Des fois ça s'applique bien. Si on regarde par exemple le mythe d'Adonis, on voit que les mythèmes qui ressortent sont d'un côté le parfum (la myrrhe), de l'autre la puanteur et le flétri (la laitue), d'un côté la séduction (d'Aphrodite et de Perséphone) et de l'autre côté l'absence de virilité (mort à la chasse donc pas à la guerre, caché dans une laitue). Tout ça montre qu'Adonis n'est pas l'expression de la puissance sexuelle mais bien de l'immaturité sexuelle (il est séduisant comme le parfum mais il se flétrit trop vite, comme la laitue ? Là je ne suis pas certaine d'avoir bien suivi Detienne, mais la laitue est identifiée à l'impuissance sexuelle). Comme on ne dirait pas spontanément, sans l'analyse structurale, que le mythe d'Adonis traite d'immaturité sexuelle, je pense qu'on a fait un pas, parce que les rites anciens associés à Adonis montrent bien que dans l'Antiquité ce personnage n'était pas l'homme super-viril qu'on en fait à première vue.
D'autres fois ça s'applique moins bien. À propos du pâté chinois, Bernard Arcand et Serge Bouchard proposent une analyse structurale du pâté chinois qui explique que dans la nature, le boeuf est supérieur au maïs, qui se situe lui-même au-dessus des patates qui poussent dans la terre. Le pâté chinois constitue donc un plat subversif car il renverse l'ordre du monde en plaçant le boeuf en-dessous du maïs et des patates... Mais de plus, tous les éléments du pâté chinois sont présentés comme morts : la patate est anéantie (pilée), le maïs égrené, la viande hachée, on ne reconnaît plus les ingrédients. Or il n'y a que dans la mort que les derniers seront les premiers et que l'on est ainsi anéanti. Le pâté chinois montre donc un acte d'humilité (accepter d'être transformé et que l'ordre de la nature soit renversé) et une certaine sagesse face à l'inexorable (la mort).

Gen a dit…

@Mathilde : Oui, c'est toujours la lecture que j'ai vue du mythe d'Adonis... mais... mais si l'association parfum/séduction me semble évidemment, l'association manque de virilité/laitue m'a toujours donné l'impression qu'on avait cherché quelque chose pour faire écho au parfum et qu'on s'était lancé sur le premier truc qui pouvait faire l'affaire!

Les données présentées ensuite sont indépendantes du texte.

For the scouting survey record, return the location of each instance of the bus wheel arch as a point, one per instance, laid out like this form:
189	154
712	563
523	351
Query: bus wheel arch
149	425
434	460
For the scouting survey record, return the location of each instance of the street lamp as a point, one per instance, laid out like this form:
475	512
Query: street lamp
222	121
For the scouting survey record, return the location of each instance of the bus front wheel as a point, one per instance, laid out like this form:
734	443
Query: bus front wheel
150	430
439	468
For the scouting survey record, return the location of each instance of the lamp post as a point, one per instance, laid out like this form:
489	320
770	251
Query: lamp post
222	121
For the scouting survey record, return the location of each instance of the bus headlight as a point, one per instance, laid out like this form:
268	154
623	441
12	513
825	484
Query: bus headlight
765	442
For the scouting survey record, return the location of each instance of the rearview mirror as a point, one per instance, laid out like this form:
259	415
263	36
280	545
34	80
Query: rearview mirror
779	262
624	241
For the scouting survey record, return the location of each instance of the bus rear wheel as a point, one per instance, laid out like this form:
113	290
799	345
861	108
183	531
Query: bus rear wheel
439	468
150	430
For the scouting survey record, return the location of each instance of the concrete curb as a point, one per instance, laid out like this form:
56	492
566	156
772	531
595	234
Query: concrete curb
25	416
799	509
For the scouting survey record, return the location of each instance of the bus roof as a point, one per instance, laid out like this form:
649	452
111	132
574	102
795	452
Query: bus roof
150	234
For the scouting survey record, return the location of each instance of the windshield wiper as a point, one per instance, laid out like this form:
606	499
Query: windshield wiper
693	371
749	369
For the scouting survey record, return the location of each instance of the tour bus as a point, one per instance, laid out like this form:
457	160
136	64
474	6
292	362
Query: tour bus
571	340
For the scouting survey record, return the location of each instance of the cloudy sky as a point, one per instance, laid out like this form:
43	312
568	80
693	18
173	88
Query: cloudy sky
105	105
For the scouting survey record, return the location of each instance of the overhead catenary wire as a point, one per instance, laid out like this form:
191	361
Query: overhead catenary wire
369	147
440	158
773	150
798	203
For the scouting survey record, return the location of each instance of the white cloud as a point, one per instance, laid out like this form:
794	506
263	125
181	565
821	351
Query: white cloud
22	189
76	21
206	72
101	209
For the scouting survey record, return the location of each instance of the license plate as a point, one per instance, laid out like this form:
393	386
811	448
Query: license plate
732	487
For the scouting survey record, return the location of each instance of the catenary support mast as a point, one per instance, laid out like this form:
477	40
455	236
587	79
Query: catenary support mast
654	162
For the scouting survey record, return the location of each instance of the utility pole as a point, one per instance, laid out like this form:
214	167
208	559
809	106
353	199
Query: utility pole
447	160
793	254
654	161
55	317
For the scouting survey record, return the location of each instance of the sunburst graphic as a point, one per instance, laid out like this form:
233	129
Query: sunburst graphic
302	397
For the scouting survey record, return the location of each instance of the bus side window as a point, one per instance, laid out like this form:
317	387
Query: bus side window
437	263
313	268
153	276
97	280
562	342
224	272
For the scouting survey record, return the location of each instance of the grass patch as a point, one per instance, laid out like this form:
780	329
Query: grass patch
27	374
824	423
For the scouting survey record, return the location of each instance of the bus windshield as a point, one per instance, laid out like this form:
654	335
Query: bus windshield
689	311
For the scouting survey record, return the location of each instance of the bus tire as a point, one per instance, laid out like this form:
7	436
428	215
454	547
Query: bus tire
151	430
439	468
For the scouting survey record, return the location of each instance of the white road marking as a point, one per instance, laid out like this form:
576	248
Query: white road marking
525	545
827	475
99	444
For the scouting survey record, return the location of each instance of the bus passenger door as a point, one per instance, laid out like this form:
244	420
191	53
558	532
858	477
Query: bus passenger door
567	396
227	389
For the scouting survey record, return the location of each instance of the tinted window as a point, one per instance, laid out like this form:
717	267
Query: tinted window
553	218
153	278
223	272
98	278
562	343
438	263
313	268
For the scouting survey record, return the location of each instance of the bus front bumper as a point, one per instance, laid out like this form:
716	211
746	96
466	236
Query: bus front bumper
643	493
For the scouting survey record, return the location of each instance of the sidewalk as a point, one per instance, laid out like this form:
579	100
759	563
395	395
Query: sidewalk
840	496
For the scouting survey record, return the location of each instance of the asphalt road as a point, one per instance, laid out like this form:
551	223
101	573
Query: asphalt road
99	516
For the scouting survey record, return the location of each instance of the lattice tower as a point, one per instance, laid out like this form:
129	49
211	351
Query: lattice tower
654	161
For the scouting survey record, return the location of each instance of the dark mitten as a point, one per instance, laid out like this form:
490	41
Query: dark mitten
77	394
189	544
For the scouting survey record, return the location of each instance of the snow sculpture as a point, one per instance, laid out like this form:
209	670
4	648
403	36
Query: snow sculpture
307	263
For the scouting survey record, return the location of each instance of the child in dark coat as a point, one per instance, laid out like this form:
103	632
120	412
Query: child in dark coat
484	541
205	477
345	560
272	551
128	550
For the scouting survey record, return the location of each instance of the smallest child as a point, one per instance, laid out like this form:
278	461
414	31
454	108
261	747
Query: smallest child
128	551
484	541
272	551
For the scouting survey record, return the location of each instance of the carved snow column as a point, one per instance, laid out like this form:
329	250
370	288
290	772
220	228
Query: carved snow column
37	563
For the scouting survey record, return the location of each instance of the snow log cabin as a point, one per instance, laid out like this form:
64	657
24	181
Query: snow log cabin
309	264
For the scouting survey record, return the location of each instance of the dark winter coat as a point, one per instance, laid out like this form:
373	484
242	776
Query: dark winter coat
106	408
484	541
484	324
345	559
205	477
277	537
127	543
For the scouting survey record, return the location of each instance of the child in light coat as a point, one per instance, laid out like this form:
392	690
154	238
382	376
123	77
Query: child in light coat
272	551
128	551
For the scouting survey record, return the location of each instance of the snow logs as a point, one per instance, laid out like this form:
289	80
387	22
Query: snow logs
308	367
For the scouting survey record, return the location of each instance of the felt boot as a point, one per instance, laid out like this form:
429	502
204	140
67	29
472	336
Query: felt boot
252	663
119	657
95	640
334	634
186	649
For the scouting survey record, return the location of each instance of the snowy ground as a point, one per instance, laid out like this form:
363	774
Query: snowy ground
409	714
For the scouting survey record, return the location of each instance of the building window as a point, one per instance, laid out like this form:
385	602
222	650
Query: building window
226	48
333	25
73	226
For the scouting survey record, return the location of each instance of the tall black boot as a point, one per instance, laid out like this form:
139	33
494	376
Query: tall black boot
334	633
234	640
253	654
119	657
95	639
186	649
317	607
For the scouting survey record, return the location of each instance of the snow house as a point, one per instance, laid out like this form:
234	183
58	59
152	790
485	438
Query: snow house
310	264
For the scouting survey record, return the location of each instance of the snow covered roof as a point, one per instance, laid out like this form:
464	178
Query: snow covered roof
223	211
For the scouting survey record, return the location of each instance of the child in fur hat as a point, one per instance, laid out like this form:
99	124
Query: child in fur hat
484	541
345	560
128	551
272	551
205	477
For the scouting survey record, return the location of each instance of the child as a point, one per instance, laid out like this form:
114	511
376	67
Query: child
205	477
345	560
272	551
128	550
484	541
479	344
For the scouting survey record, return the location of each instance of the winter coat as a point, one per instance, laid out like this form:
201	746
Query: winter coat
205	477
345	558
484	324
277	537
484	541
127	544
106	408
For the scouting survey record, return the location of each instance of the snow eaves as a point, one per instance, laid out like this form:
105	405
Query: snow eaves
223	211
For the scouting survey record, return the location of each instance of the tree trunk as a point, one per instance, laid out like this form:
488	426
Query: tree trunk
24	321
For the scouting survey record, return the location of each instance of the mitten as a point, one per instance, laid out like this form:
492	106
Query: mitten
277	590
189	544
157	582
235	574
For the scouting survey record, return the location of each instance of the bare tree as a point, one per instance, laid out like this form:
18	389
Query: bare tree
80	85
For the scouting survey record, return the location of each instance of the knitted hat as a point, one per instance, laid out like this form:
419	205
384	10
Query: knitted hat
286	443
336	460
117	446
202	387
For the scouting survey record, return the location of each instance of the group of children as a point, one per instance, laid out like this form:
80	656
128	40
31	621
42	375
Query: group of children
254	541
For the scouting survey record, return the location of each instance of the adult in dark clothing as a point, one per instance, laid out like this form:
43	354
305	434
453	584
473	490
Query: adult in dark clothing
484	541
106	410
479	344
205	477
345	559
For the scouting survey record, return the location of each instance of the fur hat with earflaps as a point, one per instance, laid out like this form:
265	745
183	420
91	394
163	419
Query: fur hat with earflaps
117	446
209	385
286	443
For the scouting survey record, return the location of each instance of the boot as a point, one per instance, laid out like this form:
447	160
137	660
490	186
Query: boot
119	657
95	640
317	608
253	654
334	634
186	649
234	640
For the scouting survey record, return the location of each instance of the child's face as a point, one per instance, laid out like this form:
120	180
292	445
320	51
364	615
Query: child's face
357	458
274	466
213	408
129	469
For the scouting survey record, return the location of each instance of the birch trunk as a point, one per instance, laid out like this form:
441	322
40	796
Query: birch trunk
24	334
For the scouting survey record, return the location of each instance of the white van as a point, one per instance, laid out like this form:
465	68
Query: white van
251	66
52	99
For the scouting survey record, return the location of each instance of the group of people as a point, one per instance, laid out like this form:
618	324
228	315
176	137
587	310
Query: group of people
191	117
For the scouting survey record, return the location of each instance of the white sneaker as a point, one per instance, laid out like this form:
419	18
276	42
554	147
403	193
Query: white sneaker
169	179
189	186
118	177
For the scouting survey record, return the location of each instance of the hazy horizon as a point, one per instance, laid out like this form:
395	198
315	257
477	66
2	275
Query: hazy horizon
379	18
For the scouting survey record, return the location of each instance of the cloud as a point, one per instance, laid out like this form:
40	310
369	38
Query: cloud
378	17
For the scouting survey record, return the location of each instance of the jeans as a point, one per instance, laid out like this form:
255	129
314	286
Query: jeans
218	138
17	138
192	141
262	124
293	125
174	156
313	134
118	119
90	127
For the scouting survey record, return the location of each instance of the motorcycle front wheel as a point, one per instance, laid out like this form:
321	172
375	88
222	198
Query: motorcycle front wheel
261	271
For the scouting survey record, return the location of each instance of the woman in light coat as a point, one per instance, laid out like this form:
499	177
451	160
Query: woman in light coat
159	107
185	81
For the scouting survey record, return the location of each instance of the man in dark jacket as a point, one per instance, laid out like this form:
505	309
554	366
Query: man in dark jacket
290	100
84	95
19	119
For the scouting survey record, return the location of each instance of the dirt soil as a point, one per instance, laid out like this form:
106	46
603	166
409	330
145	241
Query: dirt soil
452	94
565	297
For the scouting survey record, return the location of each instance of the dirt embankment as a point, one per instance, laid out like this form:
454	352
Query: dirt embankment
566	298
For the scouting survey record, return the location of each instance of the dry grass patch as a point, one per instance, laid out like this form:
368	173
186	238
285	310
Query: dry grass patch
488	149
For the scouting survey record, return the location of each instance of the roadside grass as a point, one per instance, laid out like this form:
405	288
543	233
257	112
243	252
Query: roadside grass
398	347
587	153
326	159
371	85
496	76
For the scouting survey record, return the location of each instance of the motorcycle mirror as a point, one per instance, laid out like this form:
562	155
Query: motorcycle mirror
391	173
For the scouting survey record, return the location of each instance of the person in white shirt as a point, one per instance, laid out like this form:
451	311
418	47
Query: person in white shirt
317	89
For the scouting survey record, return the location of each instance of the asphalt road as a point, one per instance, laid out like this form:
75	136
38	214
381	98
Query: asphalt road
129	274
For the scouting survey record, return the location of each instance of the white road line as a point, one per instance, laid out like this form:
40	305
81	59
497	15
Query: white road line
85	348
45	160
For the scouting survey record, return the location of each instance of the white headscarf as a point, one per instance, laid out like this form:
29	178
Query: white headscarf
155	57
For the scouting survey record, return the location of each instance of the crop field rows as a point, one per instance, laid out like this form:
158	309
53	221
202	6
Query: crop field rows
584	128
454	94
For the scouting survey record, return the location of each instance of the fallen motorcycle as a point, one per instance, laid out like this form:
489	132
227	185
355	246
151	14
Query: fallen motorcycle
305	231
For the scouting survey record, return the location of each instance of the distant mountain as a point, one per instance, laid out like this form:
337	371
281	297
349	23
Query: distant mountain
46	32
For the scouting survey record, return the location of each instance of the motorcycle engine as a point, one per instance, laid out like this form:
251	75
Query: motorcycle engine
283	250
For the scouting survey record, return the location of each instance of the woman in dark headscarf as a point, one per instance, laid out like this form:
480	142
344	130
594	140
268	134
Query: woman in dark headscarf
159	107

J'veux dire : Adonis représente l'immaturité sexuelle parce qu'il fait montre d'un manque de contrôle (et met la bisbille entre les déesses). Point. Pourquoi couper les cheveux en quatre? Enfin...

Ah, c'est à ça que sert le structuralisme : couper les cheveux en quatre! lolololol! ;)

Et pour le pâté chinois... Lol! Excellent application du structuralisme tant qu'à moi! ;)

Anonyme a dit…

Bonjour,
Bien sûr le structuralisme a ses limites, et Dumézil n'a jamais trouvé son peuple indo-européen. Néanmoins,il est caricatural d'en donner l'image de purs affabulateurs jouant avec les symboles. Le but du structuralisme est justement de sortir du sens littéral du symbole pour en donner une version complexifiée par ses différentes ramifications et intersections. Négligeons les exemples grotesques reproduits ci-dessus, mais relisons "Le cru et le cuit". Ce n'est pas la Bible bien sûr (il fut un temps où l'on pensait que le structuralisme pouvait tout expliquer) mais on y trouve des piste intéressantes. Alors,cessons la caricature! On oppose ce genre d'arguments à tous les psys, mais on n'effleure alors que le bout du poil du raisonnement...

Gen a dit…

@Anonyme : Je connais très bien le structuralisme. Mon but ici était d'en donner une image suffisamment caricaturée pour que les non spécialistes puissent le reconnaître ou pour qu'ils puissent "s'amuser" (et j'insiste sur ce mot) à l'utiliser.

Ce blogue est lu par des écrivains "de genre", c'est-à-dire des gens qui aiment bien prendre la vie avec un brin de légèreté. Désolée si cela vous a offusqué.